La Traviata/L’opera di Verdi in scena con il Teatro Null

traviata

La Traviata, il melodramma più famoso di Giuseppe Verdi, sarà di scena a Caffeina sabato 4 luglio alle 23 presso il cortile di Palazzo dei Priori a Viterbo. A portarlo in scena sarà il Teatro Null Officina culturale della Regione Lazio i porti della Teverina, in un’originale rivisitazione con un cast ridotto all’essenziale e la voce fuori campo di un narratore che racconta storie e aneddoti sull’opera.
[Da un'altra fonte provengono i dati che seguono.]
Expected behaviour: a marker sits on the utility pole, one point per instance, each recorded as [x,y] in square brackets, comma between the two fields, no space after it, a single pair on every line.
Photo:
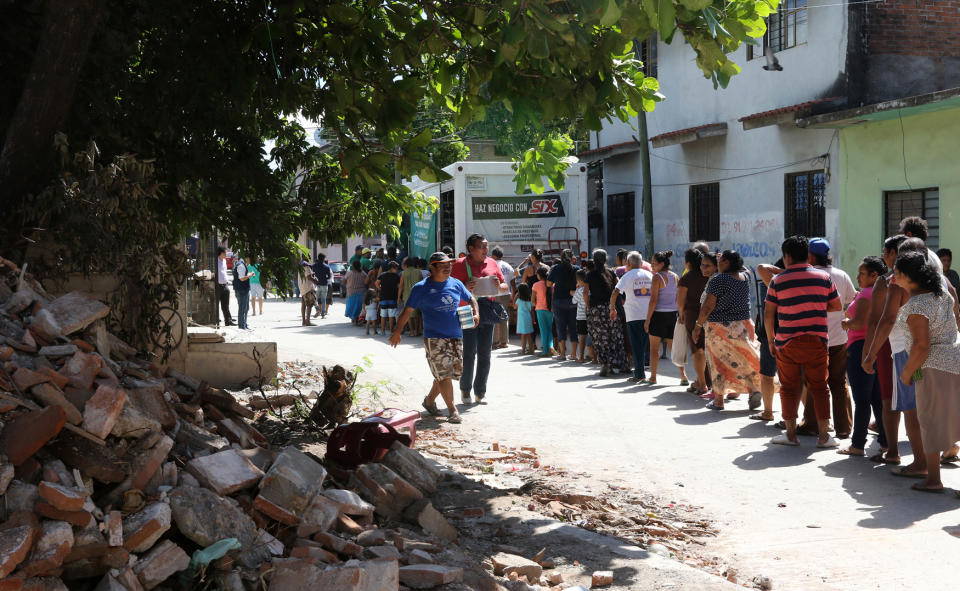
[647,188]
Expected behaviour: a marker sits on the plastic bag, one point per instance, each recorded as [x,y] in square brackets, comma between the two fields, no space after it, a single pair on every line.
[681,346]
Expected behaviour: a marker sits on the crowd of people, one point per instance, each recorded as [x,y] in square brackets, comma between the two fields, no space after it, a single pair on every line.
[891,339]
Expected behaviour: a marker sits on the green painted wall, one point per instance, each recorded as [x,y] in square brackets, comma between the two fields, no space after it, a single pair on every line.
[872,161]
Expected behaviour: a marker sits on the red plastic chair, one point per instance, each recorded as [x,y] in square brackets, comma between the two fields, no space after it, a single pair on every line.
[398,419]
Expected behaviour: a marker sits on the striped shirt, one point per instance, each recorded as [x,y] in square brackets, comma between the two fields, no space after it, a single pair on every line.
[801,294]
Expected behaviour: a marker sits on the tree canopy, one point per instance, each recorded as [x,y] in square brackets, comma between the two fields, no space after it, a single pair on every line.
[195,88]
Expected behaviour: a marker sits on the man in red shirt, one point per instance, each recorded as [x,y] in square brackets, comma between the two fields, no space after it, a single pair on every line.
[478,341]
[797,303]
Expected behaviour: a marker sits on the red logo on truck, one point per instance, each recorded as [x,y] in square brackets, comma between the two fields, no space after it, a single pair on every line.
[544,206]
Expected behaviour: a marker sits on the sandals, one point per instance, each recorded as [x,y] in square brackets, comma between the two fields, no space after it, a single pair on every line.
[881,458]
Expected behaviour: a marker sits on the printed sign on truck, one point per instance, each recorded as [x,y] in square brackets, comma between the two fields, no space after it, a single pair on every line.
[518,217]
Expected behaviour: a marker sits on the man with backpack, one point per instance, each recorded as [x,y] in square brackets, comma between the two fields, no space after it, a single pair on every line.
[241,288]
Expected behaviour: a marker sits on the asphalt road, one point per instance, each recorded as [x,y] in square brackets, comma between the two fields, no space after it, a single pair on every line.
[807,518]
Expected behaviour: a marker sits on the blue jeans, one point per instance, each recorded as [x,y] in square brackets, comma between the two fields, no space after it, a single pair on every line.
[545,322]
[866,396]
[243,305]
[477,345]
[640,345]
[565,315]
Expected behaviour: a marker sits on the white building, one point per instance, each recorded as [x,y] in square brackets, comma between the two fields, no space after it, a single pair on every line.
[730,166]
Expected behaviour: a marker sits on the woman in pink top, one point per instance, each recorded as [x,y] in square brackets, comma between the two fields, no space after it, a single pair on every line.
[541,303]
[865,386]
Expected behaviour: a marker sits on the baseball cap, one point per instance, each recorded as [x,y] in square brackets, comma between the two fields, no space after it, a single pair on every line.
[819,246]
[440,257]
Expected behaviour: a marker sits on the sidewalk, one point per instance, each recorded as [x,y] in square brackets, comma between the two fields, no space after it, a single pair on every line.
[807,518]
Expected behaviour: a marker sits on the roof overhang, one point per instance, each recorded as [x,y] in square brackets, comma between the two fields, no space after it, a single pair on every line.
[691,134]
[784,115]
[914,105]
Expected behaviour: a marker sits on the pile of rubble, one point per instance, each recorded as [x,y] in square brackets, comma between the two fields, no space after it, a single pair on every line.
[117,473]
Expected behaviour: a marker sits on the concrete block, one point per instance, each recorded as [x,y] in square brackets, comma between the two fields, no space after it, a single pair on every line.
[424,576]
[225,472]
[27,433]
[142,529]
[160,563]
[102,410]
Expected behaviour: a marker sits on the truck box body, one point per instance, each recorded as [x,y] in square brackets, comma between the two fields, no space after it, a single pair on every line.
[481,198]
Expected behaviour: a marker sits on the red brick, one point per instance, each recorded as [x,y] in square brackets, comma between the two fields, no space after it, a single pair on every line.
[65,498]
[102,410]
[50,395]
[27,433]
[25,378]
[55,377]
[81,370]
[15,544]
[77,518]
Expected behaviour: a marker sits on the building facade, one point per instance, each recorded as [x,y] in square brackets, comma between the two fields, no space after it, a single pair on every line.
[745,166]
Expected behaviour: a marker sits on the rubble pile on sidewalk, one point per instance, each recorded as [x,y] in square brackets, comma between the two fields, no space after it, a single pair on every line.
[116,473]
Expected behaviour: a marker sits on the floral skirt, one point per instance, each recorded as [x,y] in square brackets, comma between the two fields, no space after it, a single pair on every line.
[607,337]
[734,356]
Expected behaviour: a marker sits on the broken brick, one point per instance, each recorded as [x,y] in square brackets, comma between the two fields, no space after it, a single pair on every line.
[50,395]
[75,311]
[52,546]
[102,410]
[80,370]
[25,378]
[27,433]
[289,485]
[65,498]
[142,529]
[160,563]
[77,518]
[225,472]
[424,576]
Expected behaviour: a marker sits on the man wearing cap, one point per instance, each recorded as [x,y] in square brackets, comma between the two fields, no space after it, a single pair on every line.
[437,298]
[478,341]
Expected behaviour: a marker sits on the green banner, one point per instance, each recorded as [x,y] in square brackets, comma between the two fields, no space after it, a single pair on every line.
[423,234]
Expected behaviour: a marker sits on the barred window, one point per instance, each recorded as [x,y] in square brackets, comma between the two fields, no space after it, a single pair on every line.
[705,212]
[805,206]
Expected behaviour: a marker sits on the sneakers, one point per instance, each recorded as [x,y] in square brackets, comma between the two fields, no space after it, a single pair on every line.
[431,408]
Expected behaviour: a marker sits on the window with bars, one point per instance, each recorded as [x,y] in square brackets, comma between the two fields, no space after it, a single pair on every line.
[924,203]
[805,206]
[785,29]
[705,212]
[646,51]
[620,218]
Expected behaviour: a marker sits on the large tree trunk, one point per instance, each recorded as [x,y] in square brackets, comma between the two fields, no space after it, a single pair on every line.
[68,27]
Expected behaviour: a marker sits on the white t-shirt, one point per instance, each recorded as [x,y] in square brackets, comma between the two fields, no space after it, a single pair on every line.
[636,285]
[847,292]
[508,273]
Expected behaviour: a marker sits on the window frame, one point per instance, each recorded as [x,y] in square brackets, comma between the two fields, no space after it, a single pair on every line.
[933,230]
[697,219]
[617,223]
[815,227]
[788,11]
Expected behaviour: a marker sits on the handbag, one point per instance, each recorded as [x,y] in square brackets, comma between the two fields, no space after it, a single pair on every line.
[681,346]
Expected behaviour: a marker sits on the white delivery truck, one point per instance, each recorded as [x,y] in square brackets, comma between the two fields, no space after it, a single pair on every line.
[481,198]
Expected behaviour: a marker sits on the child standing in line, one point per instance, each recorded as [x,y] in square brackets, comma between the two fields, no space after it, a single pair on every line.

Dopo aver visto a teatro “La signora delle camelie” a Parigi, accompagnato da Giuseppina Strepponi, nel febbraio del 1852,Verdi elabora questo dramma, opera di Dumas figlio, e ne ricava un intenso melodramma dal valore emotivo e di un esasperato romanticismo. È la storia della difficile e infelice storia d’amore tra Margherita, la cortigiana più bella di Parigi, e Armando Duval. Margherita Gautier veniva chiamata La signora delle camelie, perché tutti i giorni portava in mano un mazzo di camelie bianche, tranne cinque giorni al mese che le porta rosse. È protetta da un duca, che le manda denaro per soddisfare ogni suo capriccio. Margherita non si sente degna di Armando e soffre la distanza morale e sociale che li separa. Dall’inizio della storia d’amore si passa velocemente a una sua prima drammatica conclusione. Giorgio Germont, padre di Alfredo, incontrando Violetta fa leva sui suoi sensi di colpa, la costringe ad abbandonare suo figlio. La società è molto chiara a riguardo: chi osa unirsi pubblicamente a una donna come lei in una relazione seria e non come amante di una notte, avrà tutta la famiglia marchiata dal disonore, e Violetta queste cose le sa. Dirà quindi andando via, ad un Alfredo del tutto ignaro e incapace di comprendere, «Amami, Alfredo, quant’io t’amo. Addio». Queste parole esprimono appieno la felicità fugace e l’amore traumaticamente spezzato, nel momento in cui sembrava aver trovato il proprio coronamento.” 

Sul palco l’orchestra I fiati dell’Alta Tuscia diretta dal Maestro Marco Taschini, che ne ha curato trascrizione ed elaborazione; Giordano Ferri nella parte di Alfredo Germont, e Seo Yung Su nella parte di Violetta Valéry. La regia, la narrazione e il testo sono di Gianni Abbate.